= LeRoy Satrom =

American politician

LeRoy Martin Satrom (February 4, 1919 – September 8, 2004) was an American politician and engineer in Portage County, Ohio. He served as county engineer, city engineer, city councilman, and mayor. Satrom is most remembered for his 1970–1972 tenure as mayor of Kent, Ohio, specifically for his request for National Guard assistance in the events leading up to the May 4, 1970 Kent State shootings, where four students were killed and nine wounded. He later served four terms as Portage County engineer, and retired in 1988.

==Early life and career==
Satrom was born in Galesburg, North Dakota. After graduating from high school he worked on the third lock project for the Panama Canal before he joined the United States Army in 1943 and served in Europe during World War II. At the conclusion of his military service in 1946, he attended Case Institute of Technology in Cleveland (now Case Western Reserve University), and graduated in 1947. He first served in Portage County, Ohio, government in 1947 as deputy engineer, a position he held until 1952, and moved to Portage County in 1951. Satrom was first elected to Kent City Council in 1963 after having also served as city engineer for Kent and neighboring Ravenna.

==Mayor==

Satrom, a Democrat, was elected in 1969 as the first full-time mayor of Kent, taking office in early 1970. Five months later, after a night of rioting in the downtown area of Kent on May 1–2, 1970, he called Ohio Governor James A. Rhodes and requested that the National Guard be sent to the campus of Kent State University to deal with the unrest, which was mainly in response to April 29, 1970, announcement of the United States' invasion of Cambodia in the Vietnam War. The Guard was deployed to the campus on May 3 and the city was placed under martial law that evening. On May 4, while breaking up a mid-day protest on the campus, the Guardsmen shot into the crowd, killing four students and wounding nine others. The university was closed immediately and the city of Kent was placed under a 5:00 PM curfew with all entrances to the city blocked off.

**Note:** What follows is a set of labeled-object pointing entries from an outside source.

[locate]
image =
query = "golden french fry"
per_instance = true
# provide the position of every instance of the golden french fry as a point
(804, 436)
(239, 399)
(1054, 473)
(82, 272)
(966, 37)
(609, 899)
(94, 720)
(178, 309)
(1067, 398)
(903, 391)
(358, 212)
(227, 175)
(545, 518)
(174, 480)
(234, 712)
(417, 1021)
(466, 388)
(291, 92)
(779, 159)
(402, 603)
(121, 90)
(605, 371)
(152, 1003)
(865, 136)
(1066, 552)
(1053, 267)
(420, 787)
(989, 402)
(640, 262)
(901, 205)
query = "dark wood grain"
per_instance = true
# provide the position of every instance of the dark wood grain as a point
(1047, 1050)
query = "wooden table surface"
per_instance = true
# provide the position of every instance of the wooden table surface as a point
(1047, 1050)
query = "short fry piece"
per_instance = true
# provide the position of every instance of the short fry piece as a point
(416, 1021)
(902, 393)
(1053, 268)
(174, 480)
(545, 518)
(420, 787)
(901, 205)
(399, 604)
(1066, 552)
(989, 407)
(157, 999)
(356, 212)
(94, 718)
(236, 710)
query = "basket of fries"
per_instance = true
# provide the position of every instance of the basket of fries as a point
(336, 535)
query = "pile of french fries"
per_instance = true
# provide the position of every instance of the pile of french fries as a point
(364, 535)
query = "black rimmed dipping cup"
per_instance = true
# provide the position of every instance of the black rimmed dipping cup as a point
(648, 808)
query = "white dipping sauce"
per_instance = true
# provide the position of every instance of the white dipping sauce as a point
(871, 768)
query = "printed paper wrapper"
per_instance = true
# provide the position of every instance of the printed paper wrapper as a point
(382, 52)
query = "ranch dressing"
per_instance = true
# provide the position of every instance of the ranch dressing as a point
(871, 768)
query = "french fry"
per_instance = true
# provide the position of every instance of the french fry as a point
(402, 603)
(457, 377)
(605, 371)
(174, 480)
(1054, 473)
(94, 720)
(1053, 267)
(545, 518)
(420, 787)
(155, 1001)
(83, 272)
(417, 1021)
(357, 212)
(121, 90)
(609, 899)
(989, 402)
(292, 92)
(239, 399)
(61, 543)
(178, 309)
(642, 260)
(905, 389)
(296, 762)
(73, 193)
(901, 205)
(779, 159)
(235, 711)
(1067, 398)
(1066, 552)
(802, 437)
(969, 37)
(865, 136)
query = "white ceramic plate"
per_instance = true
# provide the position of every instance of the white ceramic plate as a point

Satrom seldom appeared at events that placed significance on his role in the Kent State shootings. He stated, however, that he never regretted calling the Guard into Kent, but was "shocked and saddened" by the events that transpired at Kent State. He said in 1990: "It was a very trying time. No one wanted to see people killed. We didn't expect that at all. We wanted them (the Guard) to keep the peace."

During his tenure as Mayor of Kent, he also oversaw the transition of the Kent Fire Department from a volunteer force to a full-time force. He was also part of several infrastructure improvements made in Kent during the 1970s, including construction of what became Haymaker Parkway, completed in 1975. He was elected Portage County engineer in 1972 and began his term there in 1973.

==Later career==
Satrom subsequently served four terms as Portage County engineer (1973-1988) and remained active in the county political party. In 2004, he donated his papers to Kent State University, which has since put much of the material online. Satrom died September 8, 2004, in Ravenna, Ohio at the age of 85.